SPRINGFIELD – Illinois Department of Public Health Director Dr. Damon T. Arnold is encouraging parents to talk with their health care provider during National Infant Immunization Week about ensuring their child is up-to-date on immunizations. Each year, thousands of children become ill from diseases that could have been prevented by basic childhood immunizations. Countless more miss time from day care and school because they are under-immunized or inappropriately immunized.
Vaccines are among the most cost-effective and successful public health tools for preventing disease and death. Because of the success of vaccines in preventing disease in the United States, parents are often unaware that their children are at risk for so many serious and life-threatening diseases.
“Although vaccine-preventable diseases such as measles and mumps are at an all time low in the United States, these diseases are still around and continued vaccination is a must,” said Dr.
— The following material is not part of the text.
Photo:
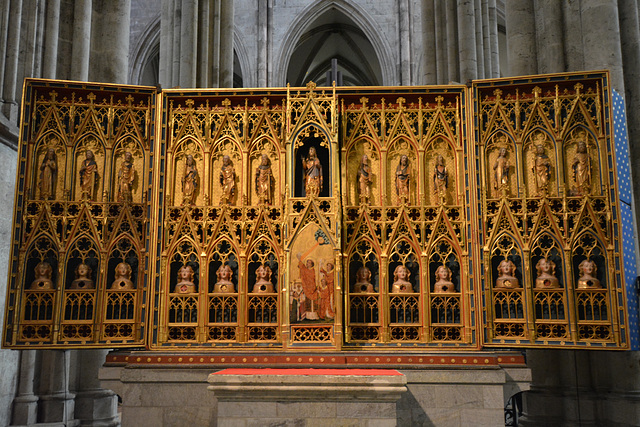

Arnold. “There are some children who cannot be vaccinated for either medical reasons or they are still too young, so it is important parents continue to have their children vaccinated to help protect their communities by preventing and reducing the spread of infectious diseases.”
National Immunization Survey data shows approximately 80 percent of children in Illinois receive the recommended series of vaccines by age two. The series includes:
• 4 DTaP – diphtheria, tetanus and pertussis (whooping cough)
• 3 Polio - poliovirus
• 1 MMR – measles, mumps and rubella
• 3 Hib – Haemophilus influenzaea Type b
• 3 Hep B – hepatitis B
• 1 varicella – also known as chickenpox
Immunizations are extremely safe. Vaccines are thoroughly tested before being approved for public use and monitored carefully by doctors, researchers, and public health officials.
Vaccines not only prevent disease, they reduce the costs associated with missed time from work, doctor visits, and hospitalizations.
Dr. Arnold is also reminding parents about the importance of making sure their children receive the H1N1 vaccine. Children under the age of 10 must receive two doses of the vaccine for full immunity. It’s not too late to vaccinate. There is ample supply of H1N1 vaccine in Illinois and the Illinois Department of Public Health encourages anyone who has not been vaccinated, to get their H1N1 flu shot.